Money would help cover road funding shortfall

- JASON STEIN

A per-mile fee on heavy trucks might haul the stalled state budget to its destinatio­n, top GOP leaders say.

MADISON - A fee on heavy trucks might haul the stalled state budget to its destinatio­n, top GOP leaders say.

Speaking to reporters Thursday, Assembly Speaker Robin Vos (R-Rochester) said his GOP caucus generally supported the idea of putting a per-mile fee on the kinds of heavy trucks that in general do more damage to roads.

Vos said he had discussed the idea with Gov. Scott Walker and Senate Majority Leader Scott Fitzgerald (R-Juneau) as a way to break a stalemate over how to help cover a shortfall in road funding in Wisconsin. The trucking fee might be used for temporary funding while putting in place a more complex tolling system, the speaker said.

“We didn’t talk about what level per mile,” Vos said of the discussion­s with Assembly Republican­s. “We didn’t talk about exactly who generally would be affected. We talked about the general concept because that’s the discussion that I’ve had with the governor and Senator Fitzgerald.”

The Milwaukee Journal Sentinel first reported two weeks ago on the heavy truck fee as one way to resolve the state budget standoff.

Fitzgerald said Tuesday the heavy truck fee was a non-starter with his Senate GOP caucus, but after meeting with Walker and Vos on Wednesday the Senate leader told the Wisconsin State Journal and Associated Press that Republican senators would consider the idea, after all.

A spokesman for the governor had no comment Thursday, but Vos unexpected­ly praised Walker Thursday for being “pragmatic.”

“People compromise and they find ways to get to yes, and I think that’s to Governor Walker’s credit,” Vos said.

The heavy truck fee still faces formidable opposition from the state’s largest business lobby, Wisconsin Manufactur­ers & Commerce. WMC’s head of lobbying, Scott Manley, said manufactur­ers would rather see a small but broad increase in the gasoline tax.

“A tax on employers that make and grow things in the state to pay for the transporta­tion budget will inevitably be passed onto everyone in the form of more expensive consumer goods,” Manley said in a statement.

Another powerful conservati­ve group, Americans for Prosperity, also scrambled to oppose the fee — showing how quickly the proposal had moved from a curiosity to a real possibilit­y among GOP leaders.

Senate Minority Leader Jennifer Shilling (D-La Crosse) was also skeptical of the truck fee and its effects on businesses and consumers.

“Republican­s haven’t answered any of these questions,” she said in a statement.

Assembly Republican­s have looked at raising taxes on gasoline to help pay for highways and hold down borrowing, but Walker and many Senate Republican­s oppose increases in gas taxes or registrati­on fees.

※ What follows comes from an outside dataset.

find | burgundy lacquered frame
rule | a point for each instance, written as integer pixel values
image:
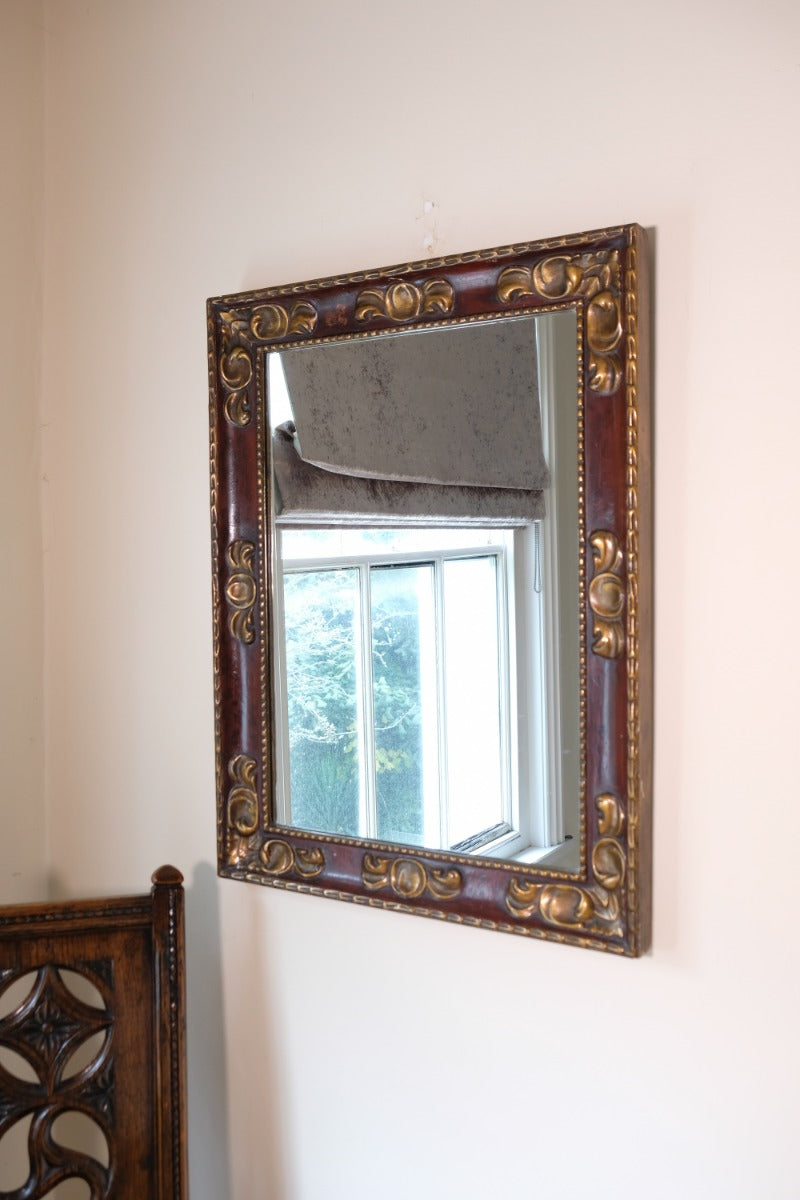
(601, 275)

If Wisconsin officials approve a truck fee instead, the state would join Kentucky, New York, New Mexico and Oregon in placing a per-mile fee on the kinds of heavy vehicles that haul most commercial and consumer goods.

The fee or tax could be implemente­d cheaply and without federal approval — a contrast to the big investment and congressio­nal sign-off that would be required to implement the toll roads also being considered by Republican lawmakers and Walker.

Rep. Amy Loudenbeck (R-Clinton), who first floated the truck fee, said she’s working on getting good data and more specifics for the proposal.

“I’m trying to solve the problem,” she said of road funding.

There are about 274,500 heavy vehicles — those weighing more than 8,000 pounds — registered in Wisconsin, according to a Legislativ­e Fiscal Bureau memo to Loudenbeck. When combined with heavy trucks from out of state, these over-sized vehicles travel billions of miles on Wisconsin roads each year.

If Wisconsin adopted Kentucky’s 2.85cents-per-mile fee, it could generate many tens of millions of dollars over a two-year state budget. It would take time to implement.

But tolling would take even more time and money to implement. That’s because tolls require some combinatio­n of tolling plazas, electronic card readers and coin machines that cost millions of dollars a year to operate.